Issue: Sentinel Log Manager does not display the data retention policies if there is a large amount of data in the local storage. The du command runs for a longer time to find the disk usage and a message is displayed in the Web user interface indicating that refreshing retention policies failed.

Workaround: Increase the timeout period so that Sentinel Log Manager does not time out before retrieving the disk usage space:

  1. Log in to Sentinel Log Manager as a novell user.

  2. Open the /etc/opt/novell/sentinel_log_mgr/config/server.xml file in an editor.

  3. Add the taskTimeoutPeriod property in the DiskStatisticsCache component as follows:

    <obj-component id="DiskStatisticsCache">        <class>esecurity.ccs.comp.diskstatistics.DiskStatisticsCache</class>
    <property name="emaSmoothingFactor">0.2</property>
    <property name="diskStatsCheckInterval">300000</property> 
    <property name="taskTimeoutPeriod">200000</property>
    </obj-component>
    
  4. Modify the diskStatsCheckInterval property so that the value is greater than or equal to taskTimeoutPeriod.

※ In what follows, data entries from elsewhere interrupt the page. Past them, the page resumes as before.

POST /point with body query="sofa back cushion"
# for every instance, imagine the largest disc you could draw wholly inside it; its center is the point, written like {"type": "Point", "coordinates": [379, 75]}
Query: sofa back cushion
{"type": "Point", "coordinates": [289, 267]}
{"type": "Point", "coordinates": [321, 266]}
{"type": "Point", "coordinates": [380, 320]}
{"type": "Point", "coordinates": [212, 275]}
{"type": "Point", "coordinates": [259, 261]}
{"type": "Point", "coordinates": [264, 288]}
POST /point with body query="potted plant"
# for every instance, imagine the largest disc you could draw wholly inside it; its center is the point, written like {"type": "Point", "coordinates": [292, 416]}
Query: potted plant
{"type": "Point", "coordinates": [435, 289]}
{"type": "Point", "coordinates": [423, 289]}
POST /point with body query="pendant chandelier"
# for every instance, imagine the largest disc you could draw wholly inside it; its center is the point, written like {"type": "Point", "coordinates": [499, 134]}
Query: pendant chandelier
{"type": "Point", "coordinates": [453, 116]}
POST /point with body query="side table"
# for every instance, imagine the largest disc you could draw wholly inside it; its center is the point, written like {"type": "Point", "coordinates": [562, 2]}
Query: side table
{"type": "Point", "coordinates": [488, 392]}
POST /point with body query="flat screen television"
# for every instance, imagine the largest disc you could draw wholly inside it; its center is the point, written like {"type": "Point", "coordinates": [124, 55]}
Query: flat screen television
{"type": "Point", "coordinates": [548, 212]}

  5. Restart Sentinel Log Manager.

641545

Issue: In the Event Source Management user interface, when you import a plug-in, if you type the filename of the plug-in rather than clicking Browse to select the plug-in, an error is displayed indicating that an invalid plug-in is selected for import. The error message pops up as you start typing the filename and continues to appear even after you click Cancel.

Workaround: Use the Browse button to select the plug-in rather than manually typing the filename of the plug-in.

612872

Issue: The Event Source Management > Help > Help option does not launch the Sentinel Log Manager documentation Web site and instead displays the error Help not Installed.

Workaround: To view the latest Sentinel Log Manager documentation, go to the Sentinel Log Manager 1.2 documentation Web site.

630174

Issue: When you install additional Collector Managers, the installer prompts you to select the amount of RAM to allocate to the Sentinel server processes. However, the Collector Manager always uses 1.2 GB of RAM and does not consider the specified RAM.

Workaround: Ignore the memory allocation settings and click Next to proceed with the installation.

For a list of known issues in Sentinel Log Manager 1.2, see the Novell Sentinel Log Manager 1.2 Release Notes.

7.0 Documentation

The updated documentation and release notes are available at the Sentinel Log Manager documentation site.